Now that the Domain Model has been created, the next step is to edit the Designer.dsldd file. This file is used to describe how the graphical design surface will appear to your users. It is also used to describe how your domain model maps to shapes and connectors on the design surface. Unlike the DomainModel file, there is no visual designer associated with the Designer file. We therefore need to directly edit the XML in this file. The XML format is documented in Walkthrough 3, which is part of the DSL tools download. I will briefly describe the major sections in the file, and the changes which need to be made. You can find the completed XML file here.
Actually, before we get to the Designer file, we need to create some new string resources in the Diagram/Designer.Resource.resx file. Instead of hard coding text strings directly in the designer XML, the XML references string resources. You can find a list of string resources to add in the same file which contains the completed XML.
When working with the XML in the Designer file, I prefer to start from the bottom and work my way up.
The diagram section describes the design surface itself. It includes three main elements: toolbox, shapes and connectors.
The toolbox section contains one entry for each shape or connector which will appear in the designer’s toolbox. Each item refers to a shape or connector which has been defined earlier in the XML file. The order attribute determines the order in which the items will appear in the toolbox. Every item needs a unique value for order.
For our example, we will create toolbox items for SetUp, Guess and Hint (shapes) as well as for FirstMove and NextMove (connectors). Note that we don’t create an entry in the toolbox for GameMove, because this class does not represent an entity which is directly used on the design surface.
The shapes section contains information about how each shape will be displayed on the design surface. It includes things like geometry (rectangle, circle, etc.), size, color, etc. Each shape referenced in the toolbox section must have an entry in the shapes section.
For our example, we will describe SetUpShape, HintShape and GuessShape. I gave each shape a different fillcolor and set the geometry on all three shapes to “RoundedRectangle”.
This sections contains information about how each connector will be displayed. It also lists which shapes are valid sources and targets for each connector. All shapes referenced in this section must also appear in the shapes section. All connectors listed in the toolbox section, must have a corresponding entry here.
For our example, we have two connectors. FirstMoveConnector allows connections from SetUpShape to GuessShape, HintShape. NextMoveConnector allows connections from GuessShape, HintShape to GuessShape, HintShape.
Once the diagram has been defined, the next step is to describe the mapping between the shapes and connectors in the diagram, and the classes and relations in the domain model. The two main sections in the diagram map are shape map and connector map. This section also contains a CLASS element. This element lists the root class in the domain model. In our example, this is the Game class.

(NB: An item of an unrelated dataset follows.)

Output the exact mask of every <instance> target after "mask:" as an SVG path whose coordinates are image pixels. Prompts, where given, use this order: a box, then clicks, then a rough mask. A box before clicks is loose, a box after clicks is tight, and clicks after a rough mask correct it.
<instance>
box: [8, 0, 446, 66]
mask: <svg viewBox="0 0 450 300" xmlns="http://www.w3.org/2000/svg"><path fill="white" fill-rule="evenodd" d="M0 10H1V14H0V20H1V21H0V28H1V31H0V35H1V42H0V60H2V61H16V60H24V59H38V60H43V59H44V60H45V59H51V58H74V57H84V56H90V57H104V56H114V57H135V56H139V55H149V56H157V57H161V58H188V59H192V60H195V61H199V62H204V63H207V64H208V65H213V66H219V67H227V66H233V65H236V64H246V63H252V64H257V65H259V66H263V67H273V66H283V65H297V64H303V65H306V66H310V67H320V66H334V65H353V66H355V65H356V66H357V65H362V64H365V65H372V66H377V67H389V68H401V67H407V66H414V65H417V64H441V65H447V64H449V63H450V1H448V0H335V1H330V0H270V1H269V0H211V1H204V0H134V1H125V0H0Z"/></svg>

This section contains the mapping between classes in the domain model and shapes in the diagram. Each shape map contains the class, the shape, and the name of the property on the parent (in our case Game) which will point to the class. These properties were created by using the embedded relationship in the domain model designer. In that designer, they are represented by the roles whose Accepts property we set to all.
In our example, we will say that the class SetUp uses the role Game/SetUp and is represented by the shape SetUpShape. We similarly create entries for (Hint, Game/GameMove, HintShape) and (Guess, Game/GameMove, GuessShape). Note that the property used to hold Guesses and Hints is GameMove. This is because Game actually embeds the class GameMove. The Guess and Hint classes inherit from GameMove.
– Connector Map
This section contains the mapping between relations in the domain model and connectors in the digram. Each connector map contains the relation (the element is actually called class), the connector, the name of the property in the source class which points to the destination class (target), and the name of the property in the destination class which points back to the source class (source). These properties are part of the reference relations that we created. They correspond to the roles whose IsPropertyGenerator values we set to true.
In our example, we will say that the relation SetUpHasGameMove is mapped to the connector FirstMoveConnector. The target property is SetUp\GameMove. The source property is GameMove\SetUp. We will also say that the relation GameMoveHasGameMove is mapped to the connector NextMoveConnector. The target property is GameMove\Target and the source property is GameMove\Source.
That’s pretty much all there is to it. The only other thing we need to do is change the CLASS element in the element node section at the top of the file to also point to the Game class. You should now be able to transform templates, build your solution and run it. You should now have a working designer for our simple game. In the next installment, I will describe how to generate the code for the game based upon a diagram created with the designer.